The cost of borrowing Turkish lira spiked on Tuesday, highlighting how the currency, once a darling of emerging-market investors, has lost appeal.

The interest rate attached to so-called swap transactions, which allow one party to obtain lira for a short period in exchange for dollars, reached 1,000% in annualized terms on offshore markets, according to analysts and traders.

The exorbitant rate wasn't a reflection of high demand for the lira, analysts said, but rather of how the Turkish currency's offshore market has become dysfunctional.

The spike, which began overnight, was likely the result of a bank or investor trying to buy lira after having shorted it, or bet on its weakening, and being unable to buy the currency back, said Timothy Ash, senior sovereign strategist covering emerging markets at BlueBay Asset Management.

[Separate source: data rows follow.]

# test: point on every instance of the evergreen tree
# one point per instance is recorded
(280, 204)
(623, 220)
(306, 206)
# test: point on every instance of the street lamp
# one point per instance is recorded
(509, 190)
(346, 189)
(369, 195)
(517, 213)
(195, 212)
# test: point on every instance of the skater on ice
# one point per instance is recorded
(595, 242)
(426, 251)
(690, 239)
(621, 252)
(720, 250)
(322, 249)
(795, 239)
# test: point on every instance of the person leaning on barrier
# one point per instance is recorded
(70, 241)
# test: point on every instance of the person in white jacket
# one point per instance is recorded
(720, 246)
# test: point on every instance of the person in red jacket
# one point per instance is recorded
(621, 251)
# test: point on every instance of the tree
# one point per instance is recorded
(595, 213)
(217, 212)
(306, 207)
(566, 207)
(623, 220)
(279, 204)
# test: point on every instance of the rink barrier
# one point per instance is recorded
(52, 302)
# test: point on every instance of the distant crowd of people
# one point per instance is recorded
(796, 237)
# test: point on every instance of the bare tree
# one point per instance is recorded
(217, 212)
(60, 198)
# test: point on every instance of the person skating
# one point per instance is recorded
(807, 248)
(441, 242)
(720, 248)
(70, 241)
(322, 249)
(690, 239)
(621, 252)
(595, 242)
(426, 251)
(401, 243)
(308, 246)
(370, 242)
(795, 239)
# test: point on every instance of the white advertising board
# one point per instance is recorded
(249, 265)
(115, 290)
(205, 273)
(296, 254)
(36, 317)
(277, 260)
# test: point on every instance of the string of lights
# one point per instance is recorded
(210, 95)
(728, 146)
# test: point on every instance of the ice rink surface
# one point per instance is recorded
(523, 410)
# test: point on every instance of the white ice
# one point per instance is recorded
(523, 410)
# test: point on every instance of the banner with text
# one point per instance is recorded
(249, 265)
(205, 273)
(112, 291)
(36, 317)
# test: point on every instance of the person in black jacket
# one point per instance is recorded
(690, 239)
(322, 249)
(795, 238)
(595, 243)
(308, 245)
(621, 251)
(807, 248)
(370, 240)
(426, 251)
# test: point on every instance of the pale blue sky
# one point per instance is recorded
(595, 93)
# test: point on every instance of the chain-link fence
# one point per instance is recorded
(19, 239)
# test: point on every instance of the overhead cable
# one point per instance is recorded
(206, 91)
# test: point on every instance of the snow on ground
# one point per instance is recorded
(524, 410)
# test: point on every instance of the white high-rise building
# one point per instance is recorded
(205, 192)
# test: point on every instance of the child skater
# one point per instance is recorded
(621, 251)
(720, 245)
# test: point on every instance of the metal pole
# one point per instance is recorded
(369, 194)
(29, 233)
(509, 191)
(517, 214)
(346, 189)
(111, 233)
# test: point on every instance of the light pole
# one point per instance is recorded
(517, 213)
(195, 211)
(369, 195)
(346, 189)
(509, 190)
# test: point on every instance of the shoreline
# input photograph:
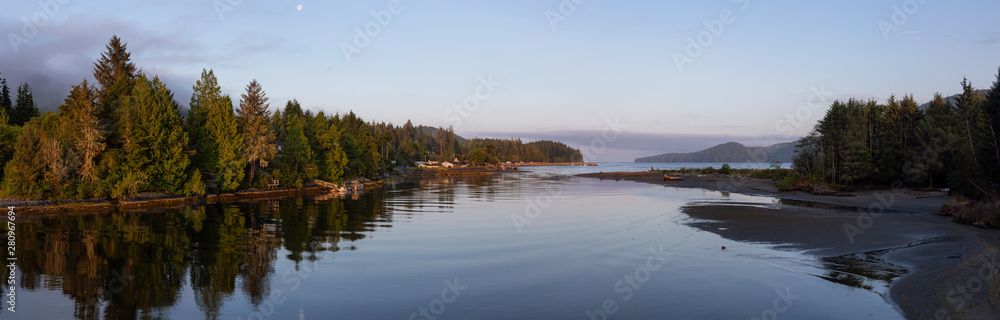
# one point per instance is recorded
(923, 258)
(163, 201)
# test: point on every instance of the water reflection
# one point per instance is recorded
(223, 261)
(128, 265)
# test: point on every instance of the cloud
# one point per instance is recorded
(991, 37)
(62, 54)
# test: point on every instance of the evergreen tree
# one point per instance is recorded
(115, 73)
(6, 106)
(226, 136)
(24, 173)
(80, 115)
(206, 96)
(330, 157)
(295, 157)
(155, 140)
(258, 136)
(8, 139)
(965, 174)
(25, 108)
(990, 144)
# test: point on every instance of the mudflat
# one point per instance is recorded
(937, 269)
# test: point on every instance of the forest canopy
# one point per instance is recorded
(126, 134)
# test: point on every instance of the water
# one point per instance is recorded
(530, 245)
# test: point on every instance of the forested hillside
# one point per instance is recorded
(731, 152)
(946, 144)
(125, 135)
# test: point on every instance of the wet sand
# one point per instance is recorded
(948, 270)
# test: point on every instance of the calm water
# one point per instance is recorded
(531, 245)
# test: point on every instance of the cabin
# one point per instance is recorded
(454, 164)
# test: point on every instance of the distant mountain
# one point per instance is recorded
(730, 152)
(432, 131)
(952, 99)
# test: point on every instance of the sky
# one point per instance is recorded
(617, 79)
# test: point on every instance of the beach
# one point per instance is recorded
(937, 269)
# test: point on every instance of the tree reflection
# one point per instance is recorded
(136, 265)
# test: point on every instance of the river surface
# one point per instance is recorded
(530, 245)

The lack of liquidity, or ease with which traders can buy or sell, stems from Turkish authorities making it more difficult for local banks to provide lira to foreign banks. This has decreased access to the lira, pushing up borrowing rates to obtain it.

"They've limited that market massively," Mr. Ash said. "The offshore market is broken."

The overnight spike heightened investor nervousness over the lira's future trajectory. Investors are worried that Turkey's central bank, which sold billions of dollars in recent months in a bid to prop up the lira, is running low on options to curb volatility in its currency. The central bank used its own reserves, but also dollars borrowed from domestic banks, to buy the lira. As a result, it owes more foreign currency to the banks than it currently has in its coffers.

The central bank has said it has adequate reserves.

A textbook lever to support the lira, which has lost more than 14% against the dollar so far this year, would be to increase the central bank's benchmark lending rate. But Turkey's President Recep Tayyip Erdogan has instructed the country's financial authorities to keep interest rates low and boost lending to households and businesses to fuel economic growth.

At home, analysts said that the central bank could continue to tap into the pool of dollars credited on the books of Turkish lenders, which stands at about $230 billion, as long as the banks don't express an immediate need for them.

Abroad, however, they said that the shrinking offshore lira market would soon create problems for Turkey itself. Initially, Turkish authorities sought to make it harder for investors and banks to bet on the lira weakening, helping limit the lira's slide against the dollar this year. But the restrictions have also hindered the activities of foreign portfolio investors willing to buy assets in lira, as well as of direct investors in Turkey, they said.

"It's not a sustainable story," said Charles Robertson, chief economist at Renaissance Capital. "You can't do this without creating problems in the function of financial markets."